Sobre este aspecto la Corte ha dicho:

“Una omisión es relativa cuando se vincula con un aspecto puntual dentro de una normatividad específica; pero aquella se vuelve constitucionalmente reprochable si se predica de un elemento que, por razones lógicas o jurídicas —específicamente por razones constitucionales—, debería estar incluido en el sistema normativo de que se trata, de modo que su ausencia constituye una imperfección del régimen que lo hace inequitativo, inoperante o ineficiente. De lo anterior se deduce, entonces, que las omisiones legislativas relativas son susceptibles de control constitucional“ (Sent. C-41/2002)

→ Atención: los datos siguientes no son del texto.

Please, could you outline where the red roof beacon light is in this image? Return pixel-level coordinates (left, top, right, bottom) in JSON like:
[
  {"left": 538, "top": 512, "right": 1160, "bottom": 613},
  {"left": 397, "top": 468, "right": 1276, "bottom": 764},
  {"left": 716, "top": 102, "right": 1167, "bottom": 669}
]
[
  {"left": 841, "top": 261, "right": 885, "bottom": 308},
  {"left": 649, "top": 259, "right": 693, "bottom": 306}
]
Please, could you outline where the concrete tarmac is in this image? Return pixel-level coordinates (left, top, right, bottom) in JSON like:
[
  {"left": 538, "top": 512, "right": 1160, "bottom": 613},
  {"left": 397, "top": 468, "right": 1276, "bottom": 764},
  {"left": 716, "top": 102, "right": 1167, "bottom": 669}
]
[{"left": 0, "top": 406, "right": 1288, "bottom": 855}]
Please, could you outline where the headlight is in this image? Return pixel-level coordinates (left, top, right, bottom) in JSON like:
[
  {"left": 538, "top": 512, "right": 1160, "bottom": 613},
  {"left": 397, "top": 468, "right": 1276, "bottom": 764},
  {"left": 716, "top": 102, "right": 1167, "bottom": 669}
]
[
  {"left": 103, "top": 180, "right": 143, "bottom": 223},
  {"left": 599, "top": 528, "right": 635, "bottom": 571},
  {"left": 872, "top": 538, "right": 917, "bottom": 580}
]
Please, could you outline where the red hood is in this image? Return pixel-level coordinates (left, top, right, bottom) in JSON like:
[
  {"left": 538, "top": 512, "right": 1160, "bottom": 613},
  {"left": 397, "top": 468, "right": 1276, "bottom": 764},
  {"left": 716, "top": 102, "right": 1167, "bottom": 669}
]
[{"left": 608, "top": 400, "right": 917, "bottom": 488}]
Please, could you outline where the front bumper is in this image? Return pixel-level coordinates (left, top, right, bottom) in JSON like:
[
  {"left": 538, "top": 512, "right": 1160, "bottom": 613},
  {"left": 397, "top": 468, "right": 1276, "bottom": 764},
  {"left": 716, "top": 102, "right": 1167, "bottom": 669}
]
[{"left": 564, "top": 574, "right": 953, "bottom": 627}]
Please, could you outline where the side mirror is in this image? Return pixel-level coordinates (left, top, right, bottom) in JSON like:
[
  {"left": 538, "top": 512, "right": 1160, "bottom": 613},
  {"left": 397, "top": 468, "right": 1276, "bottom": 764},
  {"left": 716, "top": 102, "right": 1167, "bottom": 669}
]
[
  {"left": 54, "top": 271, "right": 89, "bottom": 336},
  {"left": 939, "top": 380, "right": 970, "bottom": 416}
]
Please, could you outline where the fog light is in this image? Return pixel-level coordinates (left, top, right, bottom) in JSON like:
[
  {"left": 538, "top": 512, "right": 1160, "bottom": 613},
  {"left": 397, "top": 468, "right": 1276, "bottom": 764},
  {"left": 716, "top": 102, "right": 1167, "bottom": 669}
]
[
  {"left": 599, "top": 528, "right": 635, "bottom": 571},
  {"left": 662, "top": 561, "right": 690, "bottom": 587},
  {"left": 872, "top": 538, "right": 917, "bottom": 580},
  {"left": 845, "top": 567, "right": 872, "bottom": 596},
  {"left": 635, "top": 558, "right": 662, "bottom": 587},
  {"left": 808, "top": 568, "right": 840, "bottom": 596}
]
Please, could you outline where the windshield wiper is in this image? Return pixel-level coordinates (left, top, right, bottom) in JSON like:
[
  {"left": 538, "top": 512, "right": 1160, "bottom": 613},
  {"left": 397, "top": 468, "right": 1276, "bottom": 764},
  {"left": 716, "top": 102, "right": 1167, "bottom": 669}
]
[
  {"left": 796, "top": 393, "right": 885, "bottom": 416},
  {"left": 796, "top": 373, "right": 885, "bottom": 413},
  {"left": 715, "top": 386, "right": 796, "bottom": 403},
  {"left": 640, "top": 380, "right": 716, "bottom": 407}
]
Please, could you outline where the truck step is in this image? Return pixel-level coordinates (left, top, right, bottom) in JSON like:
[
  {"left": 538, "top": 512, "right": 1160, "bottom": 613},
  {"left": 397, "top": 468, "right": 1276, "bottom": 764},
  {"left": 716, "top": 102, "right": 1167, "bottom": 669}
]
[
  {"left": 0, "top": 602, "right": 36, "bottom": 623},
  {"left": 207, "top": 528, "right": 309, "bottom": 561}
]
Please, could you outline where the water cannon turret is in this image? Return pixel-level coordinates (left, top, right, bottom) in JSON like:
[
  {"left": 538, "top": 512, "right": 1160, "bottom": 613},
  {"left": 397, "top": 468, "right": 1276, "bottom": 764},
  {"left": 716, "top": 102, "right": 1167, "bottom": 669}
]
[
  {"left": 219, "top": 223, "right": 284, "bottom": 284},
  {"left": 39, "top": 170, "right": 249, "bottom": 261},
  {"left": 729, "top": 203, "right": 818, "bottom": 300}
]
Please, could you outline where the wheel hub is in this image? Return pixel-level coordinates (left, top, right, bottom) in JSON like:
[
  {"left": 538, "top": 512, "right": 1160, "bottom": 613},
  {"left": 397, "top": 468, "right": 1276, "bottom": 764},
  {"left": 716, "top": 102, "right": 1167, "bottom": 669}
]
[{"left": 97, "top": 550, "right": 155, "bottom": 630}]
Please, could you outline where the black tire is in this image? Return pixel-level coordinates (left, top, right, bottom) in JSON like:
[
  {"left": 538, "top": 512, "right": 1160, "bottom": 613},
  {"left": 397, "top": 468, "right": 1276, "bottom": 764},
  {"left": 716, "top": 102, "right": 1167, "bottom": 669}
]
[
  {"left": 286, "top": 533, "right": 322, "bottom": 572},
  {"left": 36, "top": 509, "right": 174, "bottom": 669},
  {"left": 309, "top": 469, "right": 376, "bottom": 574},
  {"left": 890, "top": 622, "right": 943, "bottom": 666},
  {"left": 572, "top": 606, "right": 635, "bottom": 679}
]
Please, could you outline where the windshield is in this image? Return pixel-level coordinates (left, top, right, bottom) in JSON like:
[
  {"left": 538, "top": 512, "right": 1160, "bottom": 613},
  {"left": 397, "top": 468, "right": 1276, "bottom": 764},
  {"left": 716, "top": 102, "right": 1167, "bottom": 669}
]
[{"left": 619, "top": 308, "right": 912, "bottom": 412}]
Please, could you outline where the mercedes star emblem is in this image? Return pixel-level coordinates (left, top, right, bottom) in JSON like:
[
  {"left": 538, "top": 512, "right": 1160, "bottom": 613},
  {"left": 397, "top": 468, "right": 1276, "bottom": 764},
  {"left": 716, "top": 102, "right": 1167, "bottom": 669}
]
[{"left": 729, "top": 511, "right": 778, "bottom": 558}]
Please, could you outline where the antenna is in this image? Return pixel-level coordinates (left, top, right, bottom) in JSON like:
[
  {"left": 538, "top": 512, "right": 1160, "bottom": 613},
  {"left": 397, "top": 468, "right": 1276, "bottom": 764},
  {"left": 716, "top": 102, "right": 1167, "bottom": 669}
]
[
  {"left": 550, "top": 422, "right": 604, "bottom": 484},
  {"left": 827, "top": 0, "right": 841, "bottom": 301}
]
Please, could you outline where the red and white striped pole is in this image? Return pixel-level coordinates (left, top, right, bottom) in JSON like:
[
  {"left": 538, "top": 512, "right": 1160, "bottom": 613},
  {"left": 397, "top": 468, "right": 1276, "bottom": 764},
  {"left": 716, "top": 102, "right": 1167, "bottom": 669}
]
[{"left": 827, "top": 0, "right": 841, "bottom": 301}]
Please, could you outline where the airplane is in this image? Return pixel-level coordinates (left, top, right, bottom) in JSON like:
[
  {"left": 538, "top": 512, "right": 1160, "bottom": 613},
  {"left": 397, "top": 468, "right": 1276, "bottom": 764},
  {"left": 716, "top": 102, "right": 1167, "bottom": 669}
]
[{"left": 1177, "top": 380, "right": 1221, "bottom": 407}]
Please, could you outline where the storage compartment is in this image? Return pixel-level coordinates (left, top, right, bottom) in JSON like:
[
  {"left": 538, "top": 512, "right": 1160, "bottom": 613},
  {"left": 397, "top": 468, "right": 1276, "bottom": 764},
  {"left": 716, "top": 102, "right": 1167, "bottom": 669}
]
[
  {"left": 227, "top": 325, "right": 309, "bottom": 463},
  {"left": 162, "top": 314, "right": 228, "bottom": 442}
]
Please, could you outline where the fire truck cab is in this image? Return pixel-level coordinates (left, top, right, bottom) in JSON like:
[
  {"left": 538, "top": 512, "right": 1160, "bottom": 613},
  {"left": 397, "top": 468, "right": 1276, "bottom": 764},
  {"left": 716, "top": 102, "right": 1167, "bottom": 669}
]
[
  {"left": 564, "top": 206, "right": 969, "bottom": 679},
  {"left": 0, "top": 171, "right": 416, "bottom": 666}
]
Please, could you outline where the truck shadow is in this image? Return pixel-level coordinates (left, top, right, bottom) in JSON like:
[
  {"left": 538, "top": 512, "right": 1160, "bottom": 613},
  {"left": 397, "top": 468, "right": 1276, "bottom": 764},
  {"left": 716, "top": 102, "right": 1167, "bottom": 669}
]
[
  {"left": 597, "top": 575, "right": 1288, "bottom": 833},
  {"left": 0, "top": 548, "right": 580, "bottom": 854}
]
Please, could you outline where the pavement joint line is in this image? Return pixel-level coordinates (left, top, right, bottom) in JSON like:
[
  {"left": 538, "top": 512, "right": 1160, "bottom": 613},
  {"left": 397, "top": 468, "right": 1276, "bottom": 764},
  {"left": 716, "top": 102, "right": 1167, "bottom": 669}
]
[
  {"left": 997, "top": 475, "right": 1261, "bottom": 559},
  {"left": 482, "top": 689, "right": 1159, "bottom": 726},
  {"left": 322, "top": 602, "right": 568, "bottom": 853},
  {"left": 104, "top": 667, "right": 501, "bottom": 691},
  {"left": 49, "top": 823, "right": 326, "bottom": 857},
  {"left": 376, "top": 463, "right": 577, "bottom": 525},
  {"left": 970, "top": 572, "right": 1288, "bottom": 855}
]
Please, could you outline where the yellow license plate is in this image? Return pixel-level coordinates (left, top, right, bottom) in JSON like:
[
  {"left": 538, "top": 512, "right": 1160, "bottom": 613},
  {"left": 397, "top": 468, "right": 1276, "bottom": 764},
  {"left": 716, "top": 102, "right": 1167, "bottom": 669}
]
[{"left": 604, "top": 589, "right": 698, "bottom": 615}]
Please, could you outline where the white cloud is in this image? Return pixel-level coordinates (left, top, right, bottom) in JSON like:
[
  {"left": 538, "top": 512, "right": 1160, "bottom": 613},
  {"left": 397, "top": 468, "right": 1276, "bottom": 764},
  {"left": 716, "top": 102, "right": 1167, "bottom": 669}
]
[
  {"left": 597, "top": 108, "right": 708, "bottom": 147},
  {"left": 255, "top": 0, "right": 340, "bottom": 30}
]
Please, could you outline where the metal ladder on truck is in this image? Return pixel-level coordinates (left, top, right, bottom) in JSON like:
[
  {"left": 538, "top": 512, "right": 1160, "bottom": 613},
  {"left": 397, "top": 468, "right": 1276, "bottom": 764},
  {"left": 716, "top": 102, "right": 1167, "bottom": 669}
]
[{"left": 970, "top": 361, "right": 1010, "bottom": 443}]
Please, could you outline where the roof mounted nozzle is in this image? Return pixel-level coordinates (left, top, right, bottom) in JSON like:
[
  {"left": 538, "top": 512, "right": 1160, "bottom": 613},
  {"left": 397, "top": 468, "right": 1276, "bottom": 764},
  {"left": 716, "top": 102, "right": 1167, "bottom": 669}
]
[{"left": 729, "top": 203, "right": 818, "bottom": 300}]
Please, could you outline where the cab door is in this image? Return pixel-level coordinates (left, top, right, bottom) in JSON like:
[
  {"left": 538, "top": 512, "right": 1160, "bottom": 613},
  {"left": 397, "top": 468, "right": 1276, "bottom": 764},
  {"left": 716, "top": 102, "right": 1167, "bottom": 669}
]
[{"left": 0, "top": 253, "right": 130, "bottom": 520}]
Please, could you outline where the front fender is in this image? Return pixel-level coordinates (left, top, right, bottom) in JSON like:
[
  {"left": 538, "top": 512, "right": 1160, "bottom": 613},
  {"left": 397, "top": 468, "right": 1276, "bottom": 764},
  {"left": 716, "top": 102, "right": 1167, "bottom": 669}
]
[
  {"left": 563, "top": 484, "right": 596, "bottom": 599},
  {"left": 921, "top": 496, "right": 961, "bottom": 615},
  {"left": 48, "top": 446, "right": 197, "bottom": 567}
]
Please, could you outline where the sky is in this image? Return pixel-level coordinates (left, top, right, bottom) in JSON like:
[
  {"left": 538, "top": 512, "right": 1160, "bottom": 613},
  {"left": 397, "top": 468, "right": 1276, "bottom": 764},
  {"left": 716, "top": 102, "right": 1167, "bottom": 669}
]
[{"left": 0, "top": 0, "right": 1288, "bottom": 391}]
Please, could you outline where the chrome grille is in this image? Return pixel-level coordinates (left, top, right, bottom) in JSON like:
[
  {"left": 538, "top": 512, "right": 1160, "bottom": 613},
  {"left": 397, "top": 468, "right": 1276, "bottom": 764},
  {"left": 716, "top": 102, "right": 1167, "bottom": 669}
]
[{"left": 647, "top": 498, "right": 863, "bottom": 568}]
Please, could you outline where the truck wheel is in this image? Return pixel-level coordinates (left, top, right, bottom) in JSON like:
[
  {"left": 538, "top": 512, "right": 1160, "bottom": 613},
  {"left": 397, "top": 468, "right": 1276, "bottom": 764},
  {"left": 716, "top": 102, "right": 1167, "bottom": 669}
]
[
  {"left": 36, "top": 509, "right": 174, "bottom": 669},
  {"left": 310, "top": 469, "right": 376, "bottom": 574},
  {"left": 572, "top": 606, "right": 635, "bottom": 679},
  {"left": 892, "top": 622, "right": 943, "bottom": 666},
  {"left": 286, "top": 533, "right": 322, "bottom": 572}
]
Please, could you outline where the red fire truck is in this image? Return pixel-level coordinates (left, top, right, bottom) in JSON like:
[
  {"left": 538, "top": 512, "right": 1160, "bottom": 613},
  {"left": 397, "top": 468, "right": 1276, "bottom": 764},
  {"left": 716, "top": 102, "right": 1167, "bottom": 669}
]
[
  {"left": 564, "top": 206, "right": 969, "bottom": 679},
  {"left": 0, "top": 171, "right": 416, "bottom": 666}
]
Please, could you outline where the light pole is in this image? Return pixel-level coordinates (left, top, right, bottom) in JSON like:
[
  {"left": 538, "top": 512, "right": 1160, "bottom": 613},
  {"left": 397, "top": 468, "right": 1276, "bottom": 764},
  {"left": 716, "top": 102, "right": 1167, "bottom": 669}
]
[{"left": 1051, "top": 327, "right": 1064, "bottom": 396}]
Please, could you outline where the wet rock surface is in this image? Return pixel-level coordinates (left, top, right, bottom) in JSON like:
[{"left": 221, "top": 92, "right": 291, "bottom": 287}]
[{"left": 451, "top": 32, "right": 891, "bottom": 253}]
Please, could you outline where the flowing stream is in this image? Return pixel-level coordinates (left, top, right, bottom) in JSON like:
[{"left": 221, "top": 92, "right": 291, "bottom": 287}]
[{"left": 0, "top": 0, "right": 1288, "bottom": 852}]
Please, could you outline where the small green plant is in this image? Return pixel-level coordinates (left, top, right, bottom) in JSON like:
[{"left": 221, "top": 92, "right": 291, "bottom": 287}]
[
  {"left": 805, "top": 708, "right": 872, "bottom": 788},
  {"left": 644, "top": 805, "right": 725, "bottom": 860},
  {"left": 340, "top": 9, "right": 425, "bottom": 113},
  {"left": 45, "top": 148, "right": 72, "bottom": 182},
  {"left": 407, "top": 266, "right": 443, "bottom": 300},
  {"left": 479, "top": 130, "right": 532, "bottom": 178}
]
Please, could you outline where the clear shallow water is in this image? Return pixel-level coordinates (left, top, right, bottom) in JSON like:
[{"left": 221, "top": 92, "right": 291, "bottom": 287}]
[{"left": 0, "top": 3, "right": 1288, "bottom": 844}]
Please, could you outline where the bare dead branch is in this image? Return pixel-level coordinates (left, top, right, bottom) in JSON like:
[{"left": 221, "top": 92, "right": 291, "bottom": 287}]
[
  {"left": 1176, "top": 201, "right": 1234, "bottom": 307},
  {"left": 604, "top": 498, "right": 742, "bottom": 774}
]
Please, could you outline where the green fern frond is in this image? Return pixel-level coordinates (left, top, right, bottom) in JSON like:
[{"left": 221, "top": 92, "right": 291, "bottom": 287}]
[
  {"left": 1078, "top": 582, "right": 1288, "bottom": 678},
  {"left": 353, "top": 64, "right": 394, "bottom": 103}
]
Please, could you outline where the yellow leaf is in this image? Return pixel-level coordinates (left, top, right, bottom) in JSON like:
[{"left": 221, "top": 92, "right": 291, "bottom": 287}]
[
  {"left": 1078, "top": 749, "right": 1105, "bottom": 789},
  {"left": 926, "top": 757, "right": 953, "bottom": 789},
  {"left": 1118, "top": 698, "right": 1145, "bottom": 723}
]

Otro caso de omisión legislativa relativa es el de la ley que deja de regular un aspecto necesario para armonizar su texto con el texto de la Constitución Política o cuando el legislador incumple un mandato del constituyente en la regulación de un aspecto indispensable para la ejecución cumplida de la Carta fundamental. Por ello la Corte ha dicho que “de manera insuficiente o incompleta un mandato constitucional; o cuando de dicha insuficiencia de regulación (omisión de una condición o un ingrediente que de acuerdo con la Constitución, sería exigencia esencial para armonizar con ella) o incompleta reglamentación, conduce a la violación del derecho a la igualdad” (10) .

(10) Sentencia C-1549 de 2000.

Las explicaciones anteriores son la base para demostrar que el cargo de la demanda sí cumple con el requisito de la pertinencia: el actor ha manifestado que la falta de regulación de la responsabilidad patrimonial vulnera la Constitución Política en sus artículos 90 y 124. Mientras el 90 consagra la responsabilidad patrimonial del Estado por el daño antijurídico que cause, el 124 prescribe que la ley determinará la responsabilidad de los servidores públicos y la manera de hacerla efectiva.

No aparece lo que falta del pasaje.